# 2WW 3 days left but feels like a lifetime!!!



## Kat2011 (Oct 25, 2011)

Hi Girls

I am now in my 2WW. All went well, I had 10 eggs collected 5 of which fertilised. 4 divided well and 2 have been frozen. We had 2 grade 1 embryos put in.    I was doing ok last week but now i'm getting closer to my test This Friday at 11am. I am getting scared. Lots of people have told me not to look for symptoms as with fertility drugs you just cant tell but it's really hard not to and every twinge or feeling I am thinking is this my period or am I pregnant. Friday feels like so far away and I know i'm mad cos it's only 2 more full days then it's here. Does anyone have any tips on how I can relax for the next 48 hours. I guess although I want Friday to arrive I am also scared of what it will bring. I have been having pain from the area where I have a small cyst as well so that's concerning me lots. 

Thanks 
Kat


----------



## Squarah (Jun 10, 2009)

I feel just like you. I'm due to test Sunday. You only have today to get through...


Can you watch a nice film or read? Sorry, no real help I know. I find the relaxation CDs of no real help to me but could that help you?

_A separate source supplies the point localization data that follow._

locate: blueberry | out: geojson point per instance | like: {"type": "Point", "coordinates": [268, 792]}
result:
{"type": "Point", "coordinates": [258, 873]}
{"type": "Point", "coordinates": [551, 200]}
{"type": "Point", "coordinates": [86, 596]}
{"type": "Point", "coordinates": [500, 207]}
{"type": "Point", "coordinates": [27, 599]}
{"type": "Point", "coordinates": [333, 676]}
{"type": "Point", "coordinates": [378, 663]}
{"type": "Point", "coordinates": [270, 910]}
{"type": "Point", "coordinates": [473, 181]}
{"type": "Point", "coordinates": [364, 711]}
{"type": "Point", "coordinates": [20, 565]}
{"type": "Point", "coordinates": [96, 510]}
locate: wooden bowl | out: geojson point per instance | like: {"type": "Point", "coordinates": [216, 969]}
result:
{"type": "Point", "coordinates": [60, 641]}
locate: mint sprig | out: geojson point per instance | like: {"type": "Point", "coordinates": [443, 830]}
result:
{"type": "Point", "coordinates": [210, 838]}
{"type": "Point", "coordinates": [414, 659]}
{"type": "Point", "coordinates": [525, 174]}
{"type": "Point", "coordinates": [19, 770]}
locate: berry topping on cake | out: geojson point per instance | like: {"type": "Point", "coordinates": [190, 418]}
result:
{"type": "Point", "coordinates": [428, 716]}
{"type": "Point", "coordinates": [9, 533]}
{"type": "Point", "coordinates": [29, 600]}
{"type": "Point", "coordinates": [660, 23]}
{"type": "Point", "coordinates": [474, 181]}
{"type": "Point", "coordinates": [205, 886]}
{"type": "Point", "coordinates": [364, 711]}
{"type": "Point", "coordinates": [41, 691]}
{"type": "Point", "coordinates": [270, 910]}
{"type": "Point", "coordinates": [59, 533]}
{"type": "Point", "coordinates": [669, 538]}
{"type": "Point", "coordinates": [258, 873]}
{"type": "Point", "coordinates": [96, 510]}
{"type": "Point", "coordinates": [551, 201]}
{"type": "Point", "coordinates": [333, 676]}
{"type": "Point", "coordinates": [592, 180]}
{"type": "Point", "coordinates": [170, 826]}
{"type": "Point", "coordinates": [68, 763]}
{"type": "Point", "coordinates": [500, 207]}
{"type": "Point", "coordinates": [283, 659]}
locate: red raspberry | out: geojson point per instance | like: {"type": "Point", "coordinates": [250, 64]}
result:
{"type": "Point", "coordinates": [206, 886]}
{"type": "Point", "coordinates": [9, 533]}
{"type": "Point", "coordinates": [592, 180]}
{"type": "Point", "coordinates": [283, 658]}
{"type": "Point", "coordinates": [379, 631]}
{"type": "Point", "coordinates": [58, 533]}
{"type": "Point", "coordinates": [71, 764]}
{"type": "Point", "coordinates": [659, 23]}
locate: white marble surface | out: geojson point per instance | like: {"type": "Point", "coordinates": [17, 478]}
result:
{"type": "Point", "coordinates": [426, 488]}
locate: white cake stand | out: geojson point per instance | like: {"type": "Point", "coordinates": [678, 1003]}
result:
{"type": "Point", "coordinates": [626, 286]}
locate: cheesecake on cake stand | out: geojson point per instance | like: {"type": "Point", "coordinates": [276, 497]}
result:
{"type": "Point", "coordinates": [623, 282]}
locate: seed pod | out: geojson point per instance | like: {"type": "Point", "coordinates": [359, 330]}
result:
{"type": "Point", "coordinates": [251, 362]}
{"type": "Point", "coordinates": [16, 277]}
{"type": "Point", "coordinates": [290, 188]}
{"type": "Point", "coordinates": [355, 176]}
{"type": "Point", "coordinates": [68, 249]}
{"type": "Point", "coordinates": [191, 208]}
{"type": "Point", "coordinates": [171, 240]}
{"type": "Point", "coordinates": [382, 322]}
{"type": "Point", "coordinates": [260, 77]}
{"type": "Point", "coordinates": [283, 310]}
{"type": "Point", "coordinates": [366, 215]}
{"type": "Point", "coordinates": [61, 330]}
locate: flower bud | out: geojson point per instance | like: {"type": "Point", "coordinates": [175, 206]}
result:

Wishing you luck and love     


xx


----------



## Kat2011 (Oct 25, 2011)

Thanks hun

At least I know im not the only one feeling like this. I am off out for lunch with DH today and then have some emails to do for work so should be fine. Feeling positive today. Good Luck for Sunday. Wishing you all the best news.     

Kat


----------



## de2 (Dec 6, 2011)

Hi ladies...
I hope you dont mind me joining.
Test due tommorow...I thought it will get better the closer to the date, but boy I was Wrong!!!
I am Crazier than ever...noo..I mean it..I'm way past anxious and worrying of all the small details. I'm so out of my mind.
I can't even sleep for the past 2 days. I cant wait for the result yet I'm so scared of it I feel like I dont wanna know the result!
On the first couple of days I can rely on sleeping and watching tv, but not anymore!!
So I went to get my hair done yesterday at a nearby hair salon...nothing fancy but the stylist did a great job with the blow dry. Took my mind off these ordeal for a good 2 hour and feeling good for the first time in this 2ww.
I also went for a short window shopping. Didnt dare to try anything..let alone buying it.. Felt like a penguin already with all the meds. So wont risk getting into the full-mirrored fitting room. 
Today I Went to the book-cafe (what do you call it, book store that have cafe too)... ordered orange juice, though...scared I might regret sipping a cup of tea. I searched for light&easy books, something that wont require too much brain since I cant focus on anything but enough to distract me. Picked up 3 old "detective poirot" novels and asked my 10yo nephews to bring over some of his comic books. 
I also watched some makeup & hair tutorials on youtube..
Other than that..I spent time bugging DH with question "Do u think we are pregnant? could I be? I'm so scared that I'm not...but doctor said I have a very good chance..so it might work, rite? I dont wanna get hope up...OMG what if we cant get pregnant??" it goes on and on and on and on   

So lets say those things helps about 20% of my times, the rest 80% I'm still miserable...I think what we need is a strong sedative that just knock us up these whole 2ww. So if anyone out there have any tips at all...please do share   
Sticky vibes for everyone


----------



## Squarah (Jun 10, 2009)

And to you! We will get through it... s'just so hard!      xxx


----------



## Jen xx (Mar 14, 2011)

Just wanna wish u girlies lots of luck 

Jenna xx


----------



## Coops_ (Oct 29, 2011)

Hey girls

Sorry hope you dont mind if i join. My test date tomorrow as well. Can not think anything else at the moment. i probably wont sleep tonight.
Cant wait to do the test however too scared as well.  
My DH hidden all the Preg. tests what i bought because he doesnt trust me. Oh well. Its friday tomorrow.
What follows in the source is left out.